Hume read a bucolic villanelle that had been published in his alma mater's
Gettysburg Review
before turning the podium back over to Erin.  Nine more poets read works ranging from sonnets to blank-verse to a cycle of haiku, ruminating on love, pride, hate, greed, justice, lust, charity, fury, courage, grief, and hope.  It was the litany of vice and virtue that had played for a thousand centuries, strutting and fretting their hours upon a stage of human history.

And as ten o'clock neared, an elderly woman finished delivering a poem about losing her virginity.  Erin stepped back to the lectern, glanced at her page, nodded.  "Looks like everyone who signed up has read.  Unless someone else wants to read a piece or anyone wants to go again, , I was thinking about rounding out the evening with —"

She broke off her sentence as she looked at me.  I had stood.  It wasn't something that I had decided to do, but it happened anyway.  Erin's shocking green eyes flashed, and she grinned.  Her smile really did look like Amber's as she said, "We have another fearless lyricist?"

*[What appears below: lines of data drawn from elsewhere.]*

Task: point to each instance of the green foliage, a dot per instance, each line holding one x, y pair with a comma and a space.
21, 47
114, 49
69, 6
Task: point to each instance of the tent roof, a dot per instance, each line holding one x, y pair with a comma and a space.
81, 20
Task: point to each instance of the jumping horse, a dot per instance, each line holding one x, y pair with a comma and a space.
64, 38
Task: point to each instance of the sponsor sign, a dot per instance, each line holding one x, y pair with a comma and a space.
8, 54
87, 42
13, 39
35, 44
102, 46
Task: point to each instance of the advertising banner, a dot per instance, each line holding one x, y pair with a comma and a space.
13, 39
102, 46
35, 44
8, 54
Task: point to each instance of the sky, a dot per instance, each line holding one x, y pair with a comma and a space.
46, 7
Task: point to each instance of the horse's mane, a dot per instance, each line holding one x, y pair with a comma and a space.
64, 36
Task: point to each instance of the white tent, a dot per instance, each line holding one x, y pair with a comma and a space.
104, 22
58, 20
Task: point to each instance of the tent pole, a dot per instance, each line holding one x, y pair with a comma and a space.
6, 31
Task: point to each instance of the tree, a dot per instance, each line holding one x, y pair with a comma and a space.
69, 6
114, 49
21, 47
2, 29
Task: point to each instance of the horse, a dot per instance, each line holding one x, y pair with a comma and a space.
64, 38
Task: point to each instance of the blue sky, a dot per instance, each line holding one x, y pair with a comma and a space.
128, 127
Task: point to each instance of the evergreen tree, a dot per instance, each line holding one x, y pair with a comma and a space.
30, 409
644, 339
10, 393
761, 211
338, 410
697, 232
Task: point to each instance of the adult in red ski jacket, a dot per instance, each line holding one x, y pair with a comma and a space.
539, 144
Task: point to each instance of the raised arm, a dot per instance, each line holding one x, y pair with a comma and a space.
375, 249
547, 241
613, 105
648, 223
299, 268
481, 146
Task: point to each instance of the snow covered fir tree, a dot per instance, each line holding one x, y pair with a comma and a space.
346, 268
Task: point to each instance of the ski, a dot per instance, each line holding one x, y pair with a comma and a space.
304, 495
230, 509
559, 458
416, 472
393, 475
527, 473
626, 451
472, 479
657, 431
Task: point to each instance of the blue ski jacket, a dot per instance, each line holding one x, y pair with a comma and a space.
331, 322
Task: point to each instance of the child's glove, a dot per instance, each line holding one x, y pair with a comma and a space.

"I don't know about fearless," I said.  I heard laughter.  It all sounded very far away.  I wove between the clustered tables and teenagers, passed by friends and strangers and reached the podium wondering what I was doing.  Erin stepped aside, gesturing me in.  "Give `em your best."

I looked at her shocking green eyes, and nodded.  Then I stepped to the lectern and considered.  "My best."

I had written more than five dozen poems in my short career. Some were good. A few were great. But as I looked from one face to the next across a small bookstore crowd, every word of every one of them went scattering across the desolate wilderness of my mind like the dead leaves.  In that moment, there were no words.  I stood in front of two dozen friends and strangers, desperate for anything to tell them, and all I knew then was that I knew nothing.

I saw Amber, saw the look of compassion and fear in her caramel eyes. And I saw something else, something out of the dark recesses of my memory.  It was an image I had seen that morning and would never, ever forget.

I leaned over the podium, gripping its sides.  Hot fury flashed like heat-lightning, and I spoke to be heard.  "Four rows back and eight rows in is an empty fuckin chair."

The room went silent like someone had hit the mute button.  Maybe it had been silent, but now I felt the dark pulse of that silence, smelled its breath, looked into the cavern of its soul as it looked back into me.  It was silence like peace.  Silence like rest.  Silence like death.

"I didn't see it yesterday," I went on, remembering, "because it wasn't there.  Its raging orange plastic surface violates my eyes with barren purgatory glee—" I paused, briefly, and found what I needed as I continued "—with terrible surprise.  This madness shouldn't happen here, to such a brilliant mind," I said, gripping the lectern.  "`Cause now he'll never get to live the life that he designed."